There has been quite a kerfuffle about USHCN adjustments. There was a WUWT post on reasons for the spike, a recalc at Steven Goddard's site, and more here and here. But the basic elementary issue is little understood. You need to be very careful doing arithmetic with averages of data from disparate situations. I'll show why.
I introduce three annual averages. F1 and R1 are averages of Final and Raw USCHN data over just the set where both numbers are known. Then F2 is the average of Final, in each year, over data where the raw is not known.
My earlier calculation was F1-R1, or equivalently, the average difference between final and raw when both are known. This is clearly a measure of adjustment. Steven Goddard's variants all include F2 in some way. I'll show that this is never helpful, and leads to silly results.
First, a simple rule for combining averages. If you have a set S of N numbers, made up of subsets S1 (N1) and S2 (N2), and the respective averages are A, A1 and A2, then
A=p*A1+q*A2, where p=N1/N, q=N2/N and p+q=1
In averaging USHCN data with adjustments, we have in each year a set S1 of N1 station/months that have both raw and final data, and a set S2 of N2 that have final alone. Call F1 and R1 the averages of final and raw on S1, and F2 the average of final on S2.
Caveat: I have started from 1900 from where it is almost true that all stations have final data. There are just a few (max 3) missing in some years of the first decade. I believe that makes no difference to the analysis.
Steven Goddard (SG), took the average of all raw from all final:
A_S = p*F1 + q*F2 - R1 = (1-q)*F1 + q*F2 - R1 = (F1 - R1) + q*(F2-F1)
I took the averages of differences where they exist, which is exactly:
A_N = F1 - R1
So A_N is indeed an average of known adjustment differences. SG has combined it with something else. What does that achieve?

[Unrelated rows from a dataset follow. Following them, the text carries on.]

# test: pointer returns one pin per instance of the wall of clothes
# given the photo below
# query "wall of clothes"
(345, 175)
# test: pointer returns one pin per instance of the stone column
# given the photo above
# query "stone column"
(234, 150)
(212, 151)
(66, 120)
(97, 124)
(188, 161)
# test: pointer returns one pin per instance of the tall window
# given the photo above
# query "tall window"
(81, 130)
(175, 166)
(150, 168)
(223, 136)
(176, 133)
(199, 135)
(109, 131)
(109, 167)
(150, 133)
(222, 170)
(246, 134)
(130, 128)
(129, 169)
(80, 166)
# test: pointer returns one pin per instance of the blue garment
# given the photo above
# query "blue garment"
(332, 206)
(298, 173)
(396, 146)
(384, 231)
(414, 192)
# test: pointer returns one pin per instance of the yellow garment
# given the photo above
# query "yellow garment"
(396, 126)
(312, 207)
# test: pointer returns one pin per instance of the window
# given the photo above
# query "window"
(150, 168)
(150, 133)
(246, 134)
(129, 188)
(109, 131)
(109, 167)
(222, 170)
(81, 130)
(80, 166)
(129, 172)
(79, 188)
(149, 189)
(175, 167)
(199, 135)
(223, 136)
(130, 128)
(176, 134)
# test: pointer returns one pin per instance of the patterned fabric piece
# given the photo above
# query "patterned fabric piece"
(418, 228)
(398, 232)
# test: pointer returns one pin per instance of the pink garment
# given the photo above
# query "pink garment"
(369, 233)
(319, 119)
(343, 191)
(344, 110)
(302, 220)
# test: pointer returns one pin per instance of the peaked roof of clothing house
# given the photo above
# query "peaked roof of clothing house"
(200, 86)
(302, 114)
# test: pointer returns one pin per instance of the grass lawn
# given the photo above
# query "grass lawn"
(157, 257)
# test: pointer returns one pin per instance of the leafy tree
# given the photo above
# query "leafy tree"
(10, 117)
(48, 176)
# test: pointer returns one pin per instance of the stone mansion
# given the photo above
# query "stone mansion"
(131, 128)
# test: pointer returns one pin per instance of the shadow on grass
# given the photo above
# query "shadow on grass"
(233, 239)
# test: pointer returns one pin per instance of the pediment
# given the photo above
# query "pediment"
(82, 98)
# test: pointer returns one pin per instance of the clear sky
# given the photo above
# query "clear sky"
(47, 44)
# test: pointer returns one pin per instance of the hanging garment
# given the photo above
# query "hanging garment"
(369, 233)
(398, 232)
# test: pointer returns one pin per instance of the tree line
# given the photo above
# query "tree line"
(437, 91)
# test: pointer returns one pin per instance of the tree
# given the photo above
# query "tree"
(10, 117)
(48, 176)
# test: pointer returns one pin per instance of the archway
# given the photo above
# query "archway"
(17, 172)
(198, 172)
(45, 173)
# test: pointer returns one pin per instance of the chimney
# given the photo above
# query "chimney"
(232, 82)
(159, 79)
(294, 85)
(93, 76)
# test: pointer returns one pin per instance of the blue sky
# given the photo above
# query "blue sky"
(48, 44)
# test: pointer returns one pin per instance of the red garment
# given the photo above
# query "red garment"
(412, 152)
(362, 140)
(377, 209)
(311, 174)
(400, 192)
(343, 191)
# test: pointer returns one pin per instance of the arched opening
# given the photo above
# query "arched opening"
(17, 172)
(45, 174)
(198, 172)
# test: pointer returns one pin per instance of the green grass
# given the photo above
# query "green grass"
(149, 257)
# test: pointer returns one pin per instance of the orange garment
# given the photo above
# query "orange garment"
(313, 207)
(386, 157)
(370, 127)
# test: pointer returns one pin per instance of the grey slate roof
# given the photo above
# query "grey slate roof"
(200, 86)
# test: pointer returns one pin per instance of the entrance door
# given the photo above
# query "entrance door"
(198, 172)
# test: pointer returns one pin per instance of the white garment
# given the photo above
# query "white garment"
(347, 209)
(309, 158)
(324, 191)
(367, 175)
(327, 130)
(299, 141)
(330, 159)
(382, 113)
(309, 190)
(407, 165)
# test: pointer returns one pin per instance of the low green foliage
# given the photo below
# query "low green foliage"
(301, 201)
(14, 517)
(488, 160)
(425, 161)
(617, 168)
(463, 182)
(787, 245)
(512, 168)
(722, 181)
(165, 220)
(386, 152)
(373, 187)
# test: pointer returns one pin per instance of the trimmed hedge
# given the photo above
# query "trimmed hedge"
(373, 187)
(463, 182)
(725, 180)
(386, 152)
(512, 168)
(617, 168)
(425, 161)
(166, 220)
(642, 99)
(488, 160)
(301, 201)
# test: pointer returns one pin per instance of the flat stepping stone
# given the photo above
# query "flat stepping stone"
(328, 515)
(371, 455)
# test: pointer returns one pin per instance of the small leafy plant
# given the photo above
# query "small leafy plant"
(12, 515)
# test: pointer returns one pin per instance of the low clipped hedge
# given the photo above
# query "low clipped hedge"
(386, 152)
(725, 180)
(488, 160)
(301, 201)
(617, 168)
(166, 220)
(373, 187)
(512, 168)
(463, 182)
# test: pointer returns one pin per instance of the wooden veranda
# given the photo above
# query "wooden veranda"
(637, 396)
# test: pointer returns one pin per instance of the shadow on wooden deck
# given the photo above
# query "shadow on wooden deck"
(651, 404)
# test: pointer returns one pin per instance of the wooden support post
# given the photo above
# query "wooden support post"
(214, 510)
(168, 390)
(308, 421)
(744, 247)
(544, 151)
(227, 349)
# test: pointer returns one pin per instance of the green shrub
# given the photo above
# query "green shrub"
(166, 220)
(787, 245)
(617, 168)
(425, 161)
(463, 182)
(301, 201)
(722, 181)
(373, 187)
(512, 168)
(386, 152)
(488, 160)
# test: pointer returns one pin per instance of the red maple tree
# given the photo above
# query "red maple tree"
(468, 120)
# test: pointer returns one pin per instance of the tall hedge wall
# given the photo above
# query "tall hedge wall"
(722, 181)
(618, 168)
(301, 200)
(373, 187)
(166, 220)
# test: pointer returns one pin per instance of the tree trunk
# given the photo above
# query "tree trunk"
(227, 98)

SG insists that it adds, or retains, information about the interpolation (F2). But we don't have a difference between interpolated and raw. Instead, he has combined it with F2-F1, which is the difference between two sets of final values.
This really makes no sense. But it led to the "spike". The reason is that the interpolated points are more frequent in the latest month, April. And that is the warmest month. While R1 is on the complementary set, which is the cooler period. The small adjustment makes little difference here, compared to seasonal. In fact, for recent years, raw and adjusted are virtually identical.
I'll illustrate. I'll start with a plot of p, the fraction of stations reporting. For a long time it was almost one. In the early part there is more loss, and since 1990 the number of active stations has reduced. There is a sharp dip in 2014, because some data comes in late; this mostly affects the most recent month. (Actually, the dip is exaggerated in the plot because it counts May-Dec 2014 as missing)
Now here are the three data average sequences, R1, F1, F2; everything else is a linear combination of them:
The downspike in 2014 is due to being mostly winter so far; a caution of troubles to come with absolute temperatures. The next plot is smoothed (7 year MA) to compare with the SG plot here, where "Raw" is R1 and "Final" is A_S, which I've called SG (average of all final)SG. The "new method" there is averaging by months first which makes a big difference for 2014, but else not. More later on that. Here I've removed 2014.
SG claims that the adjustment turns the downtrend raw R1 (blue) into the uptrend SG (purple). I think the right comparison is with F1 (red). It actually doesn't make a big difference in the midrange, where there is little missing data. But at the ends it does, and SG exaggerates the uptrend produced by adjustment.
Those are absolute plots. Next I'll subtract R1 from F1 and SG, and also show the difference curve. We agree that R1 is the right measure of "raw".
The green SG-R1 was the original spike plot shown at WUWT. The blue F1-R1 was my corrected version. Again you can see that they track mid-range, but diverge near the ends, giving SG-R1 a much greater range. The red curve is the extra bit that he has included. You can see that the difference generates the spike. The reason is that in F2-F1, April has a lot more missing raw values than other months. So F1 is a much more wintry set of data than F2.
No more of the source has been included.